Certificate Authority Scan

AppViewX can communicate with CA and scan certificates. To discover certificates from a CA, the CA account must be determined under the AppViewX inventory settings.

To trigger a certificate authority scan:

  1. From the CERT+ menu, under CERTIFICATE DISCOVERY, select Discovery > Certificate Authority Scan.
    The Discovery : Certificate Authority Scan : Add Discovery page is displayed.
  2. In the Discover Details section, select/enter the following details:
    Table 1. Field descriptions for the Discover Details section
    Field Description
    *Discovery Run Type

    Click the check box to select the desired discovery run type. The possible types are:

    • On-demand - The user can trigger a discovery manually whenever he/she wants.
    • Schedule - By scheduling the discovery, the user can automate the process for a defined time/ frequency.
    Note: AppViewX will trigger the discovery certificates process for that instance.
    Discovery Instance Name Enter the name of the discovery instance.
    Description

    Enter the required details in this field.

    Note: You can enter a maximum of 2000 characters in this field.
    Note: The following fields are displayed only when Discovery Run Type = Scheduled.
    Occurrence Type
    From the dropdown list, from the following options, select an occurrence frequency:
    • Daily
    • Weekly
    • Monthly
    • Yearly
    *Repeat On
    Note: This field is displayed only when Occurrence Type = Weekly.
    Select the checkbox corresponding to the day of the week on which you want the discovery occurrence to repeat.
    *Starts On Click (Calendar widget) to select a date to start the scheduled discovery.
    *Ends From the following options, select when the scheduled discovery is to end:
    • Never: Discovery never stops.
    • After : Discovery stops after the number of occurrences specified in the text field.
    • On: Discovery stops on the date selected using the calendar widget .
    Summary Displays a summary of the selections made for scheduled discovery
  3. In the Discover By section, enter/select the following details:
    Table 2. Field descriptions for the Discover By section
    Field Description
    *Discovery From From the dropdown list, select the source for certificate discovery.
    *Select CA From the dropdown list, select a CA to view its managed accounts in AppViewX for certificate discovery.
    Note: Starting version 2021.1.0, on selecting the ACM Private CA, the regions configurated corresponding to the selected account are listed in the Region field.
    CA window All managed CAs will be listed in this CA window. Select the CAs you want to discover certificates from.

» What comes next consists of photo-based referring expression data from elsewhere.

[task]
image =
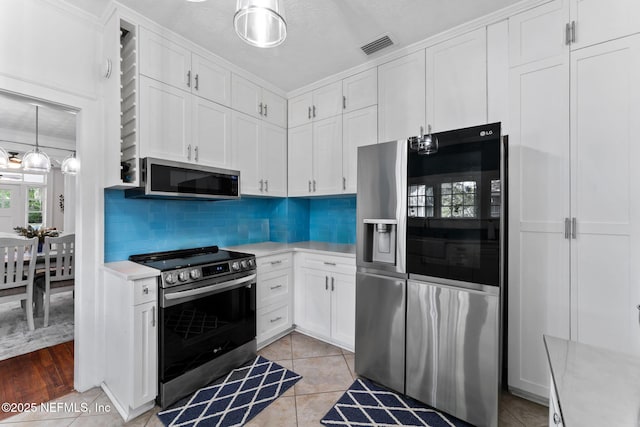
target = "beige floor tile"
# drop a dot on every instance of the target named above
(304, 346)
(278, 350)
(280, 413)
(312, 407)
(322, 374)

    The CA window has the following option:

    • Add as Favorites: You can mark your frequently used CAs as favorites.
    • All: Select this to see the complete list of CAs (unfiltered).
    • Selected: Select this to list only the selected CAs.
    • Unselected: Select this to list only the unselected CAs.
    • Delete: Delete the required CA(s) from the favorites list.
  4. In the Discovery Rules section, from the Associate Rule dropdown list, select a rule that will be used to filter the discovered certificates.
    A setof filters is combined to create a rule, from the Rules menu. The selection of rules will apply respective filters on discovered certificates.
  5. In the After Discover section, enter/select the following details:
    Table 3. Field descriptions for the After Discover section
    Field Description
    *Move Certificate to Inventory with Status Select from one of the following options:
    • Do not move: The newly discovered certificates and their objects will not be moved to the inventory.
    • Managed: The newly discovered certificates and their objects will be moved to the inventory with the status set to Managed.
    • Monitored: The newly discovered certificates and their objects will be moved to the inventory with the status set to Monitored.
    Use Access Control Rule To apply the rule configured using Access Control, select this checkbox.
    Note: If this checkbox is enabled, the certificate group will be associated automatically by the rule in access control.
    *Certificate Group From rthe dropdown list, select a certificate group to which the discovered certificates will be associated.

    Based on the group association, a policy will also be applied to these certificates, which will help ascertain compliance or non-compliance.

  6. Click Discover/Schedule to trigger the on-demand/scheduled discovery, respectively.
    Note: For EJBCA, the revoked certificates are not discovered. On discovery, the end certificates are discovered based on the days configured in the CA settings, the expired certificates are always discovered. The expiry days calculate from 0 - given value, for example, 0 -1500. On discovery, all the root and intermediate certificates that expire before 100 years will be discovered along with the end certificates by default. The discovered certificate count cannot be validated against the certificates present in the CA.